Wenn schon Punk und Provinz, schießt es einem beim Aufwachen durch den Kopf, wenn schon, dann ist vielleicht heute der richtige Tag dafür. Ein Tag, an dem die erste Festivalhälfte herum ist und sich ein leichter, von Nieselregen begleiteter Berlinale-Koller bemerkbar macht.

Berlin. Dann fallen die Augen wieder zu und wollen sich in den nächsten Stunden auch nicht mehr richtig öffnen - bis der Vorhang sich hebt und "Dorfpunks" beginnt, der neue Film von Lars Jessen nach dem gleichnamigen autobiografischen Roman von Rocko Schamoni, der gestern in der Reihe "Perspektive Deutsches Kino" Premiere hatte. Um Punk in der norddeutschen Provinz geht es, im 5000- Seelen-Kaff Lütjenburg (Romandeckname: Schmalenberg), aber auch um die Freundschaft einer Jungs-Clique.

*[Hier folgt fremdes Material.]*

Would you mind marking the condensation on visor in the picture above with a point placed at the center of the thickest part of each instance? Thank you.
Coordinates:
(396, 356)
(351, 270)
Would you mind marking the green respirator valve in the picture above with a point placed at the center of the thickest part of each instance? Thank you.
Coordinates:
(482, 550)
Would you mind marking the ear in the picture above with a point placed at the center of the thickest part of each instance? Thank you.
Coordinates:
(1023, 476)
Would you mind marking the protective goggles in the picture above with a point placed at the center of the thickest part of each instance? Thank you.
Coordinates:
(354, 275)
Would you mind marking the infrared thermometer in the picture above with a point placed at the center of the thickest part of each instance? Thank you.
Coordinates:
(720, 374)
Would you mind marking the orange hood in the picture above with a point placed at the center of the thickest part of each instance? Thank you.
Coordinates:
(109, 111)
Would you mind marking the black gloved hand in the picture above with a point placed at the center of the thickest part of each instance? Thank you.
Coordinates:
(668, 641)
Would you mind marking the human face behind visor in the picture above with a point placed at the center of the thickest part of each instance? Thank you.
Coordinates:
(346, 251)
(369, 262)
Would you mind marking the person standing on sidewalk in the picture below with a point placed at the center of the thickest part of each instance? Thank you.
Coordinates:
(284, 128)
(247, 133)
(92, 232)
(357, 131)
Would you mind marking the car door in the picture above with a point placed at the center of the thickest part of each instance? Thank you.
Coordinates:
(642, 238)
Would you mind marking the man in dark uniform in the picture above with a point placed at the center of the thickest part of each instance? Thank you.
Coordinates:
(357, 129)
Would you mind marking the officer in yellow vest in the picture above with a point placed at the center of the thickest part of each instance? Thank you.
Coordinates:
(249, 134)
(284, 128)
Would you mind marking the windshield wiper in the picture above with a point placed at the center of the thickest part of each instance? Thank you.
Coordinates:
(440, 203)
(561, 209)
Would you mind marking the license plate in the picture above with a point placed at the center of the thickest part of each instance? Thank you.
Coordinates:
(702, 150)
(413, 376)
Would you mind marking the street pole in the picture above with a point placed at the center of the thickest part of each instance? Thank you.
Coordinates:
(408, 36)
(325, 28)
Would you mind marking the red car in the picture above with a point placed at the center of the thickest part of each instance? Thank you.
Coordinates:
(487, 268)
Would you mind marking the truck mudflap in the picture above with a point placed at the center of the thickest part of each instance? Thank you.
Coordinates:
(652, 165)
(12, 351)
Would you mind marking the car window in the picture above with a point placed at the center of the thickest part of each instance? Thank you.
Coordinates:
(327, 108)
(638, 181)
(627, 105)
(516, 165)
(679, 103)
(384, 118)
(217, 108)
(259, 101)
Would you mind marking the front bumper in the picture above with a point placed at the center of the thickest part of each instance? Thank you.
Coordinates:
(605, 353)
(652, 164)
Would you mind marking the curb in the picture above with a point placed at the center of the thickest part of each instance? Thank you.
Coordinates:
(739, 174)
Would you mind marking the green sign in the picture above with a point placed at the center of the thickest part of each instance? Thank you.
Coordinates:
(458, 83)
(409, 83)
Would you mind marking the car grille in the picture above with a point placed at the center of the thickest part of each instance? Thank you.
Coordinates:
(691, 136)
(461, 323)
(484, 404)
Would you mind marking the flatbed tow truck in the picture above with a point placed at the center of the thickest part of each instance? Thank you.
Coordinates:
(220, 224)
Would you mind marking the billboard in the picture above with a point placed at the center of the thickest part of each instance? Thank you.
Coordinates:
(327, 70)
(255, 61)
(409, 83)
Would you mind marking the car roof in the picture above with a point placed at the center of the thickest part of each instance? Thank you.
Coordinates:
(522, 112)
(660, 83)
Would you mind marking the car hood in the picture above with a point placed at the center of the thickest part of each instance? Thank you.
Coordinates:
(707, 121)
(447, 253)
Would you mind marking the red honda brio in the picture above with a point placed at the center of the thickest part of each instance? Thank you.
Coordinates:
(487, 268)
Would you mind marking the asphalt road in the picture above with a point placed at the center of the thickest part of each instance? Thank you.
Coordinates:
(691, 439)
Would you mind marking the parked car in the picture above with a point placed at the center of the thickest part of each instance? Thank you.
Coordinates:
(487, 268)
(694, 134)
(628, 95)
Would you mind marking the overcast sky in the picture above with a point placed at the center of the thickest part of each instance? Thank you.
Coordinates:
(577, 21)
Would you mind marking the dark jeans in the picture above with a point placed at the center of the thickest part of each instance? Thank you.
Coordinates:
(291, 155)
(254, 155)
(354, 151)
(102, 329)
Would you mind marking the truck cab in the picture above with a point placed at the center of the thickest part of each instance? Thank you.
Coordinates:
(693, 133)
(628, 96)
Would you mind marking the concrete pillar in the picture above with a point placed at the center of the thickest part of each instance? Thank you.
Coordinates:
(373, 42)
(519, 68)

Zwei Jahre ist es her, dass Schamoni die Filmrechte an seinen Freund Lars Jessen ("Am Tag, als Bobby Ewing starb") abtrat. Gegenwert: zwei Augustiner Halbe; besiegelt wurde der "Vertrag" im Restaurant Marinehof auf einer Papierserviette. Im April kommt das Ergebnis in die Kinos. So "unstarmäßig wie möglich" wünschte sich Schamoni die Besetzung der Hauptdarsteller - und so geschah es. Aus dem wunderbaren Cast ragt vor allem Schamonis Alter Ego Roddy Dangerblood, verkörpert von Debütant Cecil von Renner, heraus. Mit seinen Kumpels hängt Roddy in den Sommerferien 1984 meistens im Waldversteck ab. Hier kippen sie "ein paar Dosen guter Laune", also Bier, und philosophieren über Freiheit. Wenn das zu langweilig wird, sprengen sie Partys, prügeln sich und pinkeln fremde Schlafzimmer voll. Und weil auch das nicht wirklich spannend ist, kommt Roddys Idee umso besser an: Wir gründen eine Punk-Band. Dabei lassen sie sich von Nebensächlichkeiten wie völliger Talentfreiheit nicht im Geringsten beeindrucken.

Die Filmmusik hat Schamoni selbst zusammengestellt; anders als bei der Bühnenadaption am Schauspielhaus (wieder zu sehen ab Ende Februar) hat er sich bei Drehbuch und Regie jedoch herausgehalten. Vielleicht auch deshalb emanzipiert sich Jessen ein ganzes Stück weit von Schamonis Buch und konzentriert sich auf die Beziehungen zwischen den Freunden. Die vielen Landschaftsszenen, gedreht an Originalschauplätzen, verankern den Film in Norddeutschland; die eigentlichen Themen jedoch - Auflehnung gegen die Spießigkeit der Eltern, Freundschaft als Familienersatz - sind für Schamoni "allgegenwärtig". Ihm gefällt, dass der Film "kein philosophisches Filmwerk darüber ist, was Punkrock 1984 bedeutet hat", sondern im Kern eine Hommage an den Aufbruch. Eine sehr lustige noch dazu. So verpackt lassen sich selbst Punk und Provinz gut ertragen.